Doubler un film est toujours passionnant. J’ai la chance de prêter ma voix à des comédiennes magnifiques, telles qu’Angelina Jolie, Sandra Bullock, Tilda Swinton, Nicola Walker et tant d’autres. Je me suis régalée à travailler sur Maléfique, ou encore sur Gravity... Dans Miss Détective, Sandra Bullock joue une flic qui parle beaucoup en mangeant. Je ne sais pas combien de kilos de pommes j’ai ingurgités pour la doubler ! Je viens de doubler Tilda Swinton dans Trois mille ans à t’attendre. Ce film est un régal.

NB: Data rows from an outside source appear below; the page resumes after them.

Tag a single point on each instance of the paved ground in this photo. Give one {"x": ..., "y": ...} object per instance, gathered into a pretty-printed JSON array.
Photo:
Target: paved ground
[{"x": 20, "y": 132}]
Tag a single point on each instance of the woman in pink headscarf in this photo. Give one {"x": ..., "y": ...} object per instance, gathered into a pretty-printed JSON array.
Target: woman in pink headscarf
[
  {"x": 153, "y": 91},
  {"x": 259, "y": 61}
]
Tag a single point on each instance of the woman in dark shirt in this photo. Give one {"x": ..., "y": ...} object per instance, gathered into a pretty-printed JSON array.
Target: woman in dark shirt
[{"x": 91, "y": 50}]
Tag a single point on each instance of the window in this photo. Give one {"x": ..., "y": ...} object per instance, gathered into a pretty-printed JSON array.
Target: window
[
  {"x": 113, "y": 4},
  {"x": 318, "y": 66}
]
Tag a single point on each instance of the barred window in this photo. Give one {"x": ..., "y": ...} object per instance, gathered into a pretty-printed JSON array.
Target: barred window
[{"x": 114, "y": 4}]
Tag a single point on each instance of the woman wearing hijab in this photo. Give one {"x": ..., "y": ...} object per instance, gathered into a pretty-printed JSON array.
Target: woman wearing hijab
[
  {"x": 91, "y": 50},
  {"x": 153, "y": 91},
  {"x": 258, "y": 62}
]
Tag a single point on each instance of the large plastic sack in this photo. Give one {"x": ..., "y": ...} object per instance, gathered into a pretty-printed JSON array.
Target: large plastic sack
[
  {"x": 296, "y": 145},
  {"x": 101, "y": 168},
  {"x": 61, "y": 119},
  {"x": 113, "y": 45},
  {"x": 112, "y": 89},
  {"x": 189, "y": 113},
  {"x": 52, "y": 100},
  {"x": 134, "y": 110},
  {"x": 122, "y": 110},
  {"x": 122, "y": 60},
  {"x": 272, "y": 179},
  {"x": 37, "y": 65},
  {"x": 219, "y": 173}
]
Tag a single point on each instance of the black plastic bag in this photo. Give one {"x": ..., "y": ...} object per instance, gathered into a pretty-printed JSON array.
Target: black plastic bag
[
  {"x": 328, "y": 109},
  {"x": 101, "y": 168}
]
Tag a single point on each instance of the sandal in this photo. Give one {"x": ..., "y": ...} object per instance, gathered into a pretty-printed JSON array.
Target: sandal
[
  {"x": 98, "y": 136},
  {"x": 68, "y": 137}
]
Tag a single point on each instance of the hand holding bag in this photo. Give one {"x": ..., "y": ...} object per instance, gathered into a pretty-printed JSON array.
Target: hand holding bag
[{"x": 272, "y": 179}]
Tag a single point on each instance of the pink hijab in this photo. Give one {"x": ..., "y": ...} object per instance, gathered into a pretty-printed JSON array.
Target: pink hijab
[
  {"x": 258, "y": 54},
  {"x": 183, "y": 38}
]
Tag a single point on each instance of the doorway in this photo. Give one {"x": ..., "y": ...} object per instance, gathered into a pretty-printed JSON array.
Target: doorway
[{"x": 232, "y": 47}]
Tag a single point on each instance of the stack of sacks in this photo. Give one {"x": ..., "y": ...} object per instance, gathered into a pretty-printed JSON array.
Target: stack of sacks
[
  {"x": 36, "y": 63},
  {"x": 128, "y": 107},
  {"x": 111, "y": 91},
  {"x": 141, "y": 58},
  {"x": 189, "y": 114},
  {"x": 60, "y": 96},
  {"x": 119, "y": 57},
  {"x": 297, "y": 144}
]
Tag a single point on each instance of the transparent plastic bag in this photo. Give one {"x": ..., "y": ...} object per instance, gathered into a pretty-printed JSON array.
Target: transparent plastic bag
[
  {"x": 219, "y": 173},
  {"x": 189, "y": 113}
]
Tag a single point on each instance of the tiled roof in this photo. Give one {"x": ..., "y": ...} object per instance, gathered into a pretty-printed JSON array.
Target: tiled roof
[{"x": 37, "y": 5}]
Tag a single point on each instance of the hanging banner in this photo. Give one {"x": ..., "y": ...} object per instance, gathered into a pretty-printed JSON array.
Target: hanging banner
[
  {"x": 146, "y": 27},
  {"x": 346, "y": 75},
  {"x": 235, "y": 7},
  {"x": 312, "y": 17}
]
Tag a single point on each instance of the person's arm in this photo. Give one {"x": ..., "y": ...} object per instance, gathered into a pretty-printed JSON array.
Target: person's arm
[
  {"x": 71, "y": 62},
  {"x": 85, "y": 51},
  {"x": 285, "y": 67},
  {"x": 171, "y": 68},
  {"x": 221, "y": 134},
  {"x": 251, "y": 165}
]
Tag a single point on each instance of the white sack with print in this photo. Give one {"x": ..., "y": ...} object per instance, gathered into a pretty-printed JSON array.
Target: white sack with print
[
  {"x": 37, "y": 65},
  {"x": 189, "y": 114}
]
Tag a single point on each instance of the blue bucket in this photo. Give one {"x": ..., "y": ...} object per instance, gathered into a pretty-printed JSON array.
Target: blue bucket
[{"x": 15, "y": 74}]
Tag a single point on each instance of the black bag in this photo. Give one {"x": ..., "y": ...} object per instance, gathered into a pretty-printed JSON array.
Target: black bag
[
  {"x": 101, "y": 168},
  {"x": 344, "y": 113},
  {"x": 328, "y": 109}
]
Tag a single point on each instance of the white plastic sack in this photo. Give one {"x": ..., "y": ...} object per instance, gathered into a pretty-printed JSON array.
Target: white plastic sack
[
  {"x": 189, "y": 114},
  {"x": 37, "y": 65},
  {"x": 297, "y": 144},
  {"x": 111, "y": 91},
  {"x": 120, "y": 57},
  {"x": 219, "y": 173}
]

C’est génial de découvrir comment chaque comédienne travaille son personnage. Et là aussi, je continue d’apprendre et de m’inspirer. Il arrive que l’on “reconnaisse” ma voix dans le quotidien. Il y a peu, dans un café, je parle avec une amie, une jeune femme me montre du doigt en s’exclamant : “Desperate Housewives !” Ou encore dernièrement, un jeune homme me regarde avec des yeux ronds : “Vous avez accompagné mon enfance avec Lara Croft ! Pourquoi ont-ils changé la voix française ?” Que de sourires !

Niveau emploi du temps, ce n’est jamais la même chose d’une semaine sur l’autre. Je suis intermittente du spectacle, je cumule souvent des activités artistiques différentes. Je peux travailler deux mois sur une pièce de théâtre, tourner quelques jours, avoir une semaine de libre, écrire, mettre en scène, monter un projet, puis un autre, partir en studio prêter ma voix à des pubs, des livres audio, des jeux vidéo, des documentaires, animer des ateliers sur la voix ou sur l’imaginaire... La voix est un paysage, un monde ; c’est une signature. Elle est rusée, elle émeut, chatouille, séduit, joue avec qui l’écoute, si bien qu’elle vous laisse à penser que vous la connaissez. »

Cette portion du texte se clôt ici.